La campagne présidentielle au Congo-Brazzaville s’est achevée sur une note dramatique avec le décès du principal challenger du khalife d’Oyo, Denis Sassou Nguesso, Guy Brice Parfait Kolelas, le patron de Yuki, dans les circonstances on ne peut plus troubles.

L’avocat français , William Bourdon, bien connu du pouvoir de Brazzaville dans l’affaire dite des Biens mal acquis (BMA), s’est constitué conseil de la famille pour élucider les causes de la mort du candidat Guy Brice Parfait Kolelas.

Sur l’air de «  c’en était fini cette fois-ci pour Sassou  », pour se faire une virginité politique, Mathias Dzon avait enfourché le cheval de celui qui allait terrasser le taureau Sasszou et embouché la trompette de celui qui allait laver plus blanc et qui lui-même était blanc comme neige. Mathias Dzon a surfé sur le niveau de la corruption, la gabegie financière, l’état des structures sanitaires et scolaires, la dépendance de l’économie du Congo-Brazzaville au pétrole, le clientélisme, l’état de paupérisation des populations du Congo-Brazzaville lors de la campagne présidentielle et a fini par s’attirer la sympathie et la gloire politique, le poussant à des envolées lyriques.
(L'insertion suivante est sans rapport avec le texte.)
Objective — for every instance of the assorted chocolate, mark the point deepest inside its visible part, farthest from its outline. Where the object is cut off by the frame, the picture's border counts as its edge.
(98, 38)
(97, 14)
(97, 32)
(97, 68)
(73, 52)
Les envolées lyrique de l’ancien ministre des finances avaient fait rêver plus d’un congolais assoiffé de changement, suscitant l’inquiétude dans le camp adverse. Mathias Dzon a marqué les esprits, convaincu au-delà de son camp et réussi à réveiller l’enthousiasme des populations du Congo-Brazzaville. Les étudiants de la Faculté des sciences de l’Université Marien Ngouabi ont saisi la balle au bond le jeudi 1er avril 2021 et poussé la chansonnette : «  to boyi Sassou, to lingi changement ». « Nous rejetons Sassou, nous voulons le changement. » Tout est dit dans un pays où dominent des non-dits.

Vas-y Mathias !

La nature ayant horreur du vide, la place laissée vacante par Guy Brice Parfait Kolelas est à pourvoir. Placé en troisième position avec 1,96 % derrière Sassou Nguesso et Guy Brice Parfait Kolelas, comme pour mieux l’humilier, l’heure de Mathias Dzon est arrivée de laver son honneur. Qu’attend-il pour prendre la tête de la contestation de la victoire annoncée de Sassou par Raymond Zéphirin Mboulou qui sera bientôt validée par la Cour constitutionnelle dirigée par Auguste Iloki ? Le temps n’est-il pas venu pour Mathias Dzon de mettre un point final au hold-up électoral de Denis Sassou Nguesso ? Il est l’heure pour Mathias Dzon de sortir de sa boîte pour galvaniser les troupes, y compris celles de Guy Brice Parfait Kolelas : « Ba yaka mambou  » (les prêts au combat).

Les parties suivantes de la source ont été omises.